An all-new standalone student/teacher romance is out now from Roxie Noir, and you can read an excerpt right here.
Excerpt
I want to melt into the floor and disappear into the cracks between the ugly tiles.
I should have left the second I saw him at the front of the classroom. Yes, I need this class to graduate, and yes, this is the only section that works with the rest of my schedule, but taking five years to graduate suddenly doesn’t sound so bad.
Not when my math professor is the same man who pushed me against a wall last night, kissed me like our lives depended on it, and told me he wanted to make me orgasm.
Just the memory of it makes the heat rush to my face again, my hand squeezing my pen so hard it’s a miracle that it hasn’t —
Crack.
— And there my pen goes. I drop it quickly and it lands on my Honors Calculus syllabus, deep blue ink oozing out.
I just stare at it. Caleb — no, Professor Loveless, oh God — is talking again, and now he’s moved on to his absence policy. At least I didn’t get too much ink on my hand, though now I can’t follow along on the syllabus, as if I was doing that in the first place.
He’s my professor.
Last night, I felt my professor’s dick. When it was hard. While his tongue was in my mouth.
And it got me very, very turned on.
I want to disappear.
I glance at the doorway, and contemplate making a run for it. It’s not far. I took a seat in the back row on purpose, for no other reason than I simply could not stand the thought of my peers looking at me in my current state of agony.
But I don’t. I stay put, because making some sort of ruckus would be worse than staying quiet, right? Maybe if I stare at my ink-stained syllabus for long enough, when I look back up that won’t be Caleb any more, it’ll be some other hot professor with glasses —
Nope. Nope, it’s still him.
I don’t look up for the rest of the class period, not until everyone else is shoving papers into their bags and standing.
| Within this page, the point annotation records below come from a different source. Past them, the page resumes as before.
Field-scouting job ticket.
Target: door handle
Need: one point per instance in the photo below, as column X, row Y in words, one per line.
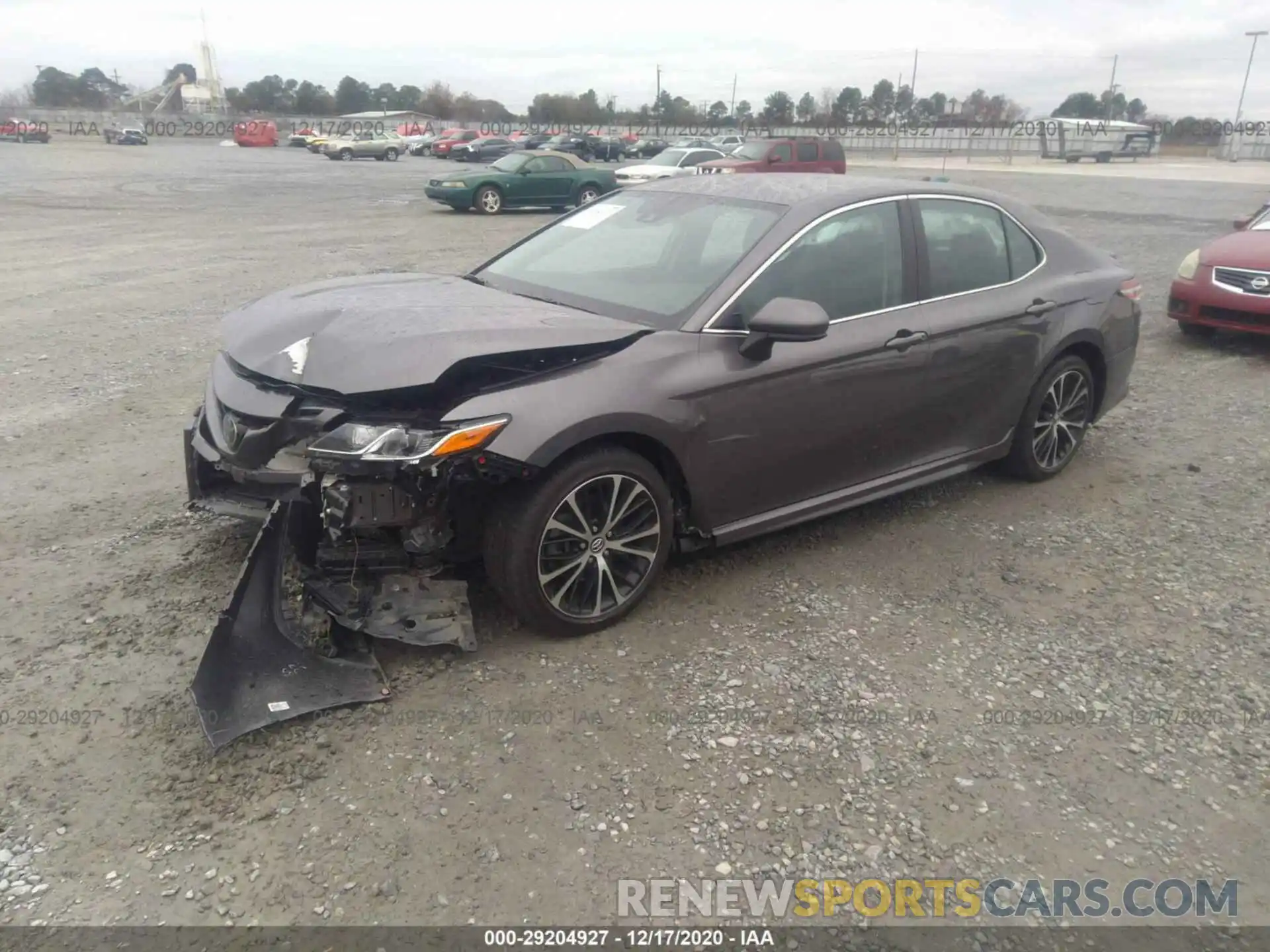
column 1038, row 307
column 905, row 339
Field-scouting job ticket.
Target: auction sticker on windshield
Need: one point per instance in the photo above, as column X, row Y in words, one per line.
column 591, row 218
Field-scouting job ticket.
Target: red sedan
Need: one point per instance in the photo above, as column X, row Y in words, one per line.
column 1226, row 284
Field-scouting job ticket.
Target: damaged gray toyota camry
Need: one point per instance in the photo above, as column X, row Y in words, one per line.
column 680, row 365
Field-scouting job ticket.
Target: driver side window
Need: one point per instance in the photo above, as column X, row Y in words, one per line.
column 850, row 264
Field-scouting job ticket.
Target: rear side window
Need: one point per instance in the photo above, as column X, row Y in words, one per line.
column 966, row 245
column 1024, row 254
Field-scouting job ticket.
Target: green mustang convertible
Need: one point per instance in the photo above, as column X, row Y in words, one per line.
column 524, row 180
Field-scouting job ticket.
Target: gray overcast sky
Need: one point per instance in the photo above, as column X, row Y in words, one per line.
column 1180, row 56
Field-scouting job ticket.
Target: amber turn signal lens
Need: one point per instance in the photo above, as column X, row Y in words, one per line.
column 468, row 438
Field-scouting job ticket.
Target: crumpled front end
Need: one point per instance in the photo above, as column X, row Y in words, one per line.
column 370, row 510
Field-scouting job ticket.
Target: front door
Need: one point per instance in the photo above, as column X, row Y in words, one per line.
column 546, row 180
column 825, row 415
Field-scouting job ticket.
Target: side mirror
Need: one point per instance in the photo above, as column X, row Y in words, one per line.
column 785, row 320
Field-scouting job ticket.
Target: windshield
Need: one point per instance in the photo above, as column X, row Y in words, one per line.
column 644, row 258
column 512, row 161
column 671, row 157
column 753, row 151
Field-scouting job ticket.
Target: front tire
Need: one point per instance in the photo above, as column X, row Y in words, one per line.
column 488, row 201
column 1054, row 422
column 579, row 550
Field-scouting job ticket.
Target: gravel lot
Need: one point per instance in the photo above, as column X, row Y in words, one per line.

That’s when I hear, loud and clear: “Thalia Lopez, could I see you for a moment? Everyone else, I’ll see you Wednesday.”
I wait for everyone else to leave before I make my way to the front, tossing my ruined syllabus into the trash, along with my busted pen, rubbing the ink on my palm into a big smear. Two other students are asking him about something or something — grading policy, it sounds like — so I stand back and try to think about literally anything but last night.
Finally, the last one leaves. Caleb — nope, Professor Loveless, God in heaven I can’t believe this is happening — and I both watch him go.
Then we look at each other. He takes off his glasses, puts them on the lectern, stares at them for a moment.
Then he walks around the table at the front of the room and leans against it, facing me, arms folded over his chest, sleeves rolled up to his elbow.
There’s the tattoo. The sextant. His forearms are even nicer in the daylight, thick and muscled —
“I didn’t realize you were a student,” he says.
I swallow, my mouth dry as the desert, and shift the messenger bag I’ve got slung over one shoulder.
“I didn’t realize you were a professor,” I say.
“That makes what happened last night wildly inappropriate,” he goes on, voice low.
We lock eyes.
“Not if we didn’t know,” I murmur, quietly, so anyone in the hall outside can’t possibly hear.
“Even so,” he says, his voice matching mine. “Ethically, last night is murky at best. And going forward —”
“Is black and white?” I ask, before he can say it, tumbling over the words in my need to get them out first.
I don’t want to hear him say it. It feels easier if it’s me.
“Yes,” he agrees, then pauses. Looks at me, and for one single millisecond I think of holding hands in the botanical garden, following Vivian down the lit path.
“I unequivocally cannot date a student,” he says, his voice low, soft, gentle. Secret. “University policy is crystal clear on that point.”
It hurts.
I knew it was coming from the first second I stepped into this classroom and saw him, but it still hurts.
“Of course,” I agree, holding my body upright, rigid. “It would be wildly inappropriate.”
“It would,” he says.
And then, so quietly I barely hear him: “I’m sorry.”
“I am, too,” I whisper, and then I wait.
I don’t know what I’m waiting for. Something else, some grain of hope. Call me when you graduate, maybe.
But he doesn’t. Right now, he’s probably wishing that he could go back in time and delete yesterday, delete me as anything but one of eighteen students in a calculus class.
So I nod once, gather my wits, and leave the classroom.